U.S. consumer and small business spending rose 15 percent, Chief Financial Officer Daniel Henry said during a conference call to discuss results. Overseas, customer spending in Europe rose 10 percent; in Asia, 18percent and in Latin America and Canada, 16 percent.
That spike in customer spending "looked fantastic," said Stifel Nicolaus analyst Chris Brendler. "That was much better than expected."
Also contributing to the profit spike was that the company set aside just $97 million to cover lending written off as uncollectible. That was down 90 percent compared with $943 million in the year-ago period, reflecting a sharp improvement in customer payment habits. Henry said write-offs in the first quarter were $541 million, down about $500 million from the first quarter of 2010.
Henry attributed part of the improvement to the nature of the customers American Express is taking on in the current climate. The company is not offering low temporary rates for balance transfers, which reduces the potential for attracting risky customers. New customers tend to be people who use their cards frequently but pay their balances off each month, rather than carrying a month-to-month balance. And overall, customers remain more likely to reduce debt.
"How customer behavior will change over the next 24 months, we'll have to wait and see," he said.
American Express runs its own network to process transactions in addition to issuing cards, unlike most competitors, which do one or the other. That allows the company to earn money both by charging fees to merchants for handling purchases and by charging interest and fees to consumers.

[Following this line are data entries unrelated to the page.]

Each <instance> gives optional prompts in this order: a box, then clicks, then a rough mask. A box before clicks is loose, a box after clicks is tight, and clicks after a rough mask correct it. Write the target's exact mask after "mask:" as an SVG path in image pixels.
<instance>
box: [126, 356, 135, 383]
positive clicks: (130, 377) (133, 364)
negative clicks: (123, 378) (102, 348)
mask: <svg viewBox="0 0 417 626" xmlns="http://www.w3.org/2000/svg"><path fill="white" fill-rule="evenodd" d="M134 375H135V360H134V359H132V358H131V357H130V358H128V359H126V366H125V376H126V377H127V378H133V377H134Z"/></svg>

The company, a component of the Dow Jones industrial average, also has the lowest default and late payment rates in the card industry. That gives it the ability to reinvest in its business, Brendler said.
In fact, expenses rose 19 percent to $5.2 billion from $4.37 billion last year.
The figure includes rewards expenses, which rose 30 percent to $1.58 billion. Brendler said the company's high level of spending on rewards is a concern for investors, and may have contributed to the stock's initial decline in late trading.
Analysts questioned Henry about rewards spending during the conference call.
The CFO said rewards redemption grows as customers use their cards more, which drives costs higher. The costs per point can also fluctuate. He noted the company can adjust expenses by making decisions about its rewards programs, and expects to do so in the future.
Chairman and CEO Kenneth I. Chenault in a statement said Amex's stepped-up spending helped the company take advantage of opportunities in the early stages of the economic recovery. Among the moves the company made during the quarter was the introduction of a digital payments platform called Serve that is aimed at attracting customers beyond the affluent base that uses American Express cards.
Chenault said the company plans to slow the growth of operating expenses toward the end of this year and into next.
Shares at first slipped in afterhours trading but recovered to remain even with the regular session close of $47.